A heating element can be tested with a multimeter. With the breaker to the water heater off, remove the wires from the element. Test across the points where the wires attach to the element. You should get these resistances:

  • 3,500-watt element = 16 ohms
  • 4,500-watt element = between 12 and 13 ohms
  • 5,500-watt element = between 10 and 11 ohms

If you get a different resistance then you should replace the heating element.

Water Leak

If the water heater is leaking, such as through a failing gasket for the heating element, it could come in contact with electrical components and trip the breaker. This is dangerous and could cause a serious electrical shock.

If the breaker is not already tripped, then turn off the breaker immediately and repair the water leak.

Internal Wiring

There could be an internal wiring issue causing the breaker to trip. With the power off, open the panel to see where the water heater is attached to the house’s wiring. Look for burned connections, damaged, wire, or anywhere electricity has arced. If there has been an arc you’ll probably smell smoke.

Replace any damaged wiring and connectors before using the water heater.

Wiring or Electrical Problem

If the problem isn’t with the thermostat, heating element, a water leak, or internal wiring, chances are the problem lies outside of the water heater. It could be a loose or bad wire, a bad connection in the electrical panel, or a worn-out breaker.
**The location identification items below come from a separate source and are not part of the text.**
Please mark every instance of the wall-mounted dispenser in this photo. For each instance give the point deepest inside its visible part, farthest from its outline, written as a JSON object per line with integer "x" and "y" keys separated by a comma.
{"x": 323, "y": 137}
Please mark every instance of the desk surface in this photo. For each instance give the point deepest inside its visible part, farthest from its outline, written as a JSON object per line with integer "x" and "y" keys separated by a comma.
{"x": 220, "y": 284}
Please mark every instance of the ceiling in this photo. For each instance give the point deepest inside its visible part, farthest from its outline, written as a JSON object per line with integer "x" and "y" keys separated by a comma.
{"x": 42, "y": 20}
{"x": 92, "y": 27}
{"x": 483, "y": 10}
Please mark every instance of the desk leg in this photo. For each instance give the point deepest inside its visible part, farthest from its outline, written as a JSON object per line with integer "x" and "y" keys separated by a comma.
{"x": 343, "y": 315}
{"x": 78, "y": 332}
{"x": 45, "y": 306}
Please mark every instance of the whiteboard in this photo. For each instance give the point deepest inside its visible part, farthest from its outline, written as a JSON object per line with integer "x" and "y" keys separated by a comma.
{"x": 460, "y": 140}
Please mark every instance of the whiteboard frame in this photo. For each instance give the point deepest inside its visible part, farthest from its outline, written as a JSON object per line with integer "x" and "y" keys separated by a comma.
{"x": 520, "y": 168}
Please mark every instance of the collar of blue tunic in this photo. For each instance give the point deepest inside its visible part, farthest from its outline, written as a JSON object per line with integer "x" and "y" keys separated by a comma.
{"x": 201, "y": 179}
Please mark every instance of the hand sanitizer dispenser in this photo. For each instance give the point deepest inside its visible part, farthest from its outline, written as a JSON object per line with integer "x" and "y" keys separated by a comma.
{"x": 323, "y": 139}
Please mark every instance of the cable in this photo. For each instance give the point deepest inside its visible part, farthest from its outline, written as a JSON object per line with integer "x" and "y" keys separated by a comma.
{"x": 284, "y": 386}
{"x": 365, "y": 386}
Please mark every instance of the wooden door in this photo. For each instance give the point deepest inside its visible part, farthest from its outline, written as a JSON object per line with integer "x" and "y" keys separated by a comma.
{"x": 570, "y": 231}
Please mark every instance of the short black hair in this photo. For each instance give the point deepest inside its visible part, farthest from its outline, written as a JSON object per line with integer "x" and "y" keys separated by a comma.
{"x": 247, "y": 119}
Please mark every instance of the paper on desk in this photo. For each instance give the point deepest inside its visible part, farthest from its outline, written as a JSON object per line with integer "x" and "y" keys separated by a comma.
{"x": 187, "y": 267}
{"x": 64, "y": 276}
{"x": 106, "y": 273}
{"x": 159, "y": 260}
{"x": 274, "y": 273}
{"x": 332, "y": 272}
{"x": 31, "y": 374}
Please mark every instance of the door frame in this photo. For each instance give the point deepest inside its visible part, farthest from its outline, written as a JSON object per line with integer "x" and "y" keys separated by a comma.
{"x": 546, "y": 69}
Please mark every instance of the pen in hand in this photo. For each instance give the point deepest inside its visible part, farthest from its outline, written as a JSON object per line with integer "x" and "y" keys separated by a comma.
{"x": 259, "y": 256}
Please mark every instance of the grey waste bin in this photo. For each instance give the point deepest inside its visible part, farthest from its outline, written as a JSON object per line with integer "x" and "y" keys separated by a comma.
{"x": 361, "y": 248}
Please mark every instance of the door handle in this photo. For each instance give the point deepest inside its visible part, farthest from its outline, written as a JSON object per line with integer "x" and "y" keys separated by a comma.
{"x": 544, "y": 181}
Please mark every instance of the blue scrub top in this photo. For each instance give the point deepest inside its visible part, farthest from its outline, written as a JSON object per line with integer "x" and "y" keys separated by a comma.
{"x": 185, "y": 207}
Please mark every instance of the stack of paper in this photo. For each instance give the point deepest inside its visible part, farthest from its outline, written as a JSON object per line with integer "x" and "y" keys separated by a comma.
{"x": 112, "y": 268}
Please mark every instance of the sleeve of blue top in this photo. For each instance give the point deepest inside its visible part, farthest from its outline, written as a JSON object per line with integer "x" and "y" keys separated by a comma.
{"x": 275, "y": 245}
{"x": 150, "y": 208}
Check the wiring on the line for broken or loose wires. If the breaker trips and there are no problems on the line, then you’ll need to replace the breaker. If the problem is the breaker, make sure to replace it with the same rating. Do not replace it with a higher-rated breaker, as this will allow more current to flow through the circuit and overheat.

Conclusion

It’s no fun when a water heater keeps tripping the breaker. It can also be dangerous and cause serious damage to you or your home. Fortunately, it isn’t that difficult to track down the problem. The most likely culprit is a bad thermostat followed by a heating element, but it could be a bad breaker or other wiring issues.

Remember – safety first. Always stay safe when working on electrical issues. Never work with electrical lines if you’re not experienced.